Apart from Mishra and Chauhan, stalwarts from fashion industry like Rajesh Pratap Singh, Anju Modi, Abraham and Thakore, Rohit Gandhi and Rahul Khanna, Amit Aggarwal, Pankaj and Nidhi and Aneeth Arora came together for the finale. They blended traditional craft and weaves to showcase their modern styles and sensibilities of contemporary India.
Trends that stood out this edition were layered looks, asymmetrical hemlines, suede sleeves, capes, contemporary mould to 'desi' saris, suits, comfort dressing, pant suits, long coats for women, and athleisure. The quirky elements that added spunk was the use of sneakers with almost anything, animal print shoes, red socks and chic eye make-up.

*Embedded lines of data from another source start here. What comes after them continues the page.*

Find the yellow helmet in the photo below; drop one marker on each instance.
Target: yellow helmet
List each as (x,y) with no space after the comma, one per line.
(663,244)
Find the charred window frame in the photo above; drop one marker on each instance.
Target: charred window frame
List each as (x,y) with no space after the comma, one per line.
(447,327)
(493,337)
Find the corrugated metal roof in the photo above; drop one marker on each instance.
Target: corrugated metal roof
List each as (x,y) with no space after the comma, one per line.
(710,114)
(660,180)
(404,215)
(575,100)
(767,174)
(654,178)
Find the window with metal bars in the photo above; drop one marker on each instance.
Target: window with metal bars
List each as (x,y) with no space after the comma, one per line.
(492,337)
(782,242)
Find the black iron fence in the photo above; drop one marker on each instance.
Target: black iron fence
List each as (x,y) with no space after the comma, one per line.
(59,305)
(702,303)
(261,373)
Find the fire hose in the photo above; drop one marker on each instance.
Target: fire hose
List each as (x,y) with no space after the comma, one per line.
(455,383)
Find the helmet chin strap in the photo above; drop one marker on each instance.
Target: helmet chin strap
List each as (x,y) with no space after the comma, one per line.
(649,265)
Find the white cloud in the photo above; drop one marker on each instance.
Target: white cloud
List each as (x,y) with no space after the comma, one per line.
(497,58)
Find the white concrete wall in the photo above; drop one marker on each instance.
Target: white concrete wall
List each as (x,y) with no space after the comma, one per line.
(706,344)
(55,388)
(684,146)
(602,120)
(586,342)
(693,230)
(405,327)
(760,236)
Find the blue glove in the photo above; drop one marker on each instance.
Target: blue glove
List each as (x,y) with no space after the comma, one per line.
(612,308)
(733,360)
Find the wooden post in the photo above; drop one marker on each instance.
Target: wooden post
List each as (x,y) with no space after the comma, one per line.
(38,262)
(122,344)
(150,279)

A touch of India through fabrics, weaves, work, hand embroidery, prints, intricate and detail work of zardozi, brocade and experiments with khadi, stood out; while designer Namrata Joshipura captured New York's energy and spirit with her prêt collection.
The runway was also used to bring attention to causes as designer Gaurav Gupta brought the issue of climate change on the ramp through his collection 'Melt', in which he tried to create awareness about the effects of climate change and pollution on the environment, and designer Pallavi Mohan showcased 'Synthesis' with a message of tolerance.
The main focus of the edition was fusion wear, which suits international needs.
Designer Gautam Gupta told IANS: "One trend that is still going strong is the androgynous collection, apart from that we are seeing a lot more handloom stuff being done in a contemporary wear. The handloom is being given more importance. It is being used to make contemporary way so that it can go well with international sensibilities."
Textures like ikat, patola, batek and tribal prints have come back to the ramp, he pointed out and added that these art forms are being "modified, modernised and used so that foreigners can use it".
Organised by the Fashion Design Council of India (FDCI) -- the country's apex fashion body - the runway of 27th edition of the event, in association with Maybelline New York, turned out to be a platform for 45 designers, who showcased their collections at the five-day event through 30 shows.
On the business front, FDCI president Sunil Sethi told IANS that though it has been an "encouraging season", numbers can't be shared.
"In my conversations with almost all the designers, I found out that business has doubled. Also buyers have come to us and said that they have placed larger volume orders this year. We had lot of buyers from Middle East, US, Hong Kong, Europe, Israel and Russia," Sethi said.
However, Gupta has a different story to tell.
"My friends have told me that international buyers are not ordering that much as compared to what they used because international market is very weak. Secondly, they have more options along with India," Gupta said.
Nevertheless, designers were also focussing hard on Indian market.
"India is a very important market for sure. You can't win the world if you are not good in your own country. We are growing business within India also," Mishra said.
Chauhan said that this time, "domestic buyers were also keen to stock their collection".
In terms of colour code, the designers played with earthy tones, white, blue, indigo, browns, beige, gold with an occasional splash of orange, red, and pink.
And adding more colour and glamour to the event were Bollywood stars like Athiya Shetty, Randeep Hooda, Shriya Saran, Aditi Rao Hydari and Malaika Arora Khan.
Wrestler-actor Sangram Singh launched his affordable sportswear range 'SGX by Sangram Singh'.